The King County Library System will not have to apply for a conditional use permit if it builds a new branch or expands its current one at Ober Park, the county’s Department of Development and Environmental Services (DDES) has stated.
The county agency had said the library system needed to apply for such a permit, which most developers — public or private — don’t like, as it makes the construction timeline longer and adds a degree of uncertainty to the process, said Steve Bottheim, supervisor of the current planning section in DDES’s Land Use Services Division.
But after Islander Martin Koenig wrote a letter to DDES challenging its decision to require such a permit, Bottheim said, DDES staff reviewed their decision and decided he was right.

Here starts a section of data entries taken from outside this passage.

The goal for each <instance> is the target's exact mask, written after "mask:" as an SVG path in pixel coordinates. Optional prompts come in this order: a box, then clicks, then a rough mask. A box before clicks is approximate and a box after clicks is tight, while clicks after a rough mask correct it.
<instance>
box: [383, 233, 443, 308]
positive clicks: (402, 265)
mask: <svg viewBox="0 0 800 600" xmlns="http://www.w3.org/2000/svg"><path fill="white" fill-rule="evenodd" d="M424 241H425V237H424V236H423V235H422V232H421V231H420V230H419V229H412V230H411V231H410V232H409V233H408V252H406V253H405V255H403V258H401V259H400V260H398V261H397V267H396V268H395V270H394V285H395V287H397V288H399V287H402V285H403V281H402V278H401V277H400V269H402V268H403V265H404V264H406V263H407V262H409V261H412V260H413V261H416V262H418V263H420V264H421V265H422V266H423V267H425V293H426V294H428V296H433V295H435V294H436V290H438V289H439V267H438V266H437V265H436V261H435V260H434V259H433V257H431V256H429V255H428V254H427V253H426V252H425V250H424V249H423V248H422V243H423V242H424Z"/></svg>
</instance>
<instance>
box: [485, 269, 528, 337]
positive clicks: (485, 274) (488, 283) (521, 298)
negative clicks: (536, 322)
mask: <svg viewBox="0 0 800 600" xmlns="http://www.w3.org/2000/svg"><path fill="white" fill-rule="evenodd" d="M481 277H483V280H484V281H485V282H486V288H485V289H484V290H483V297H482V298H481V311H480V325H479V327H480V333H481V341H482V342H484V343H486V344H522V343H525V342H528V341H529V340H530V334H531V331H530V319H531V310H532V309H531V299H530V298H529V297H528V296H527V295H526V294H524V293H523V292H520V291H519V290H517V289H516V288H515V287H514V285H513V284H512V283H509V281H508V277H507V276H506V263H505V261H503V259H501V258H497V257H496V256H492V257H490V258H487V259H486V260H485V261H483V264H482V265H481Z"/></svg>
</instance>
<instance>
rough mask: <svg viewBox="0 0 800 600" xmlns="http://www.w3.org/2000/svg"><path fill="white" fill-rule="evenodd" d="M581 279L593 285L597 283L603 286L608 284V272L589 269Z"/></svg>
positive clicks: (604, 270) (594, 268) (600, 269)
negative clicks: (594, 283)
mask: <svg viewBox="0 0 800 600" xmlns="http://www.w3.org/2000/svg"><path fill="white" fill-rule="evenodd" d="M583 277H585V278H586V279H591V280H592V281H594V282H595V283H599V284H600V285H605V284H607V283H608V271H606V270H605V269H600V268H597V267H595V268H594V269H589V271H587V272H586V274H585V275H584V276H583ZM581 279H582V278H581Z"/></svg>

“It was just a misreading of the code,” Bottheim said. “The code is a complex body of regulations. People looked at it and had an interpretation that’s not consistent with what we’ve been doing. We took it to our internal regulatory review body, … and they collectively agreed that the interpretation we made initially was incorrect.”
Koenig, who has played a key role in a citizens’ effort to keep the library within the town core, said he was pleased by DDES’s decision. The agency’s requirement that the library system obtain a conditional use permit to remain at its existing site “didn’t make sense to us,” Koenig said.
The library system is considering a move a mile down the road to a building at K2 Commons, the proposed redevelopment of the former ski manufacturing site. The DDES decision, Koenig said, is additional evidence that remaining at Ober Park is not a high-risk proposition, as library officials have sometimes suggested.
“This is not risky,” Koenig said. “K2 is your risky deal.”
Bill Ptacek, who heads the King County Library System, said it’s possible that the DDES decision will mean the library system’s initial cost estimates for building a new or expanded branch at Ober Park could be lowered.
“I think it does reduce it,” he said of the Ober Park costs.
According to the library system’s initial cost estimates, a new building at Ober Park was the most expensive option, while the costs of an expansion of the existing structure or its move to K2 were nearly equal.
Meanwhile, Ptacek said, he believes the five-member board that oversees the library system could make a decision about the future of the Vashon library branch at its May 26 meeting at the Des Moines library.
“I’m hoping the board has enough information to set some more specific direction,” Ptacek said.
“The board still needs to factor in all the things that they know right now and determine which way we should go with it,” he added.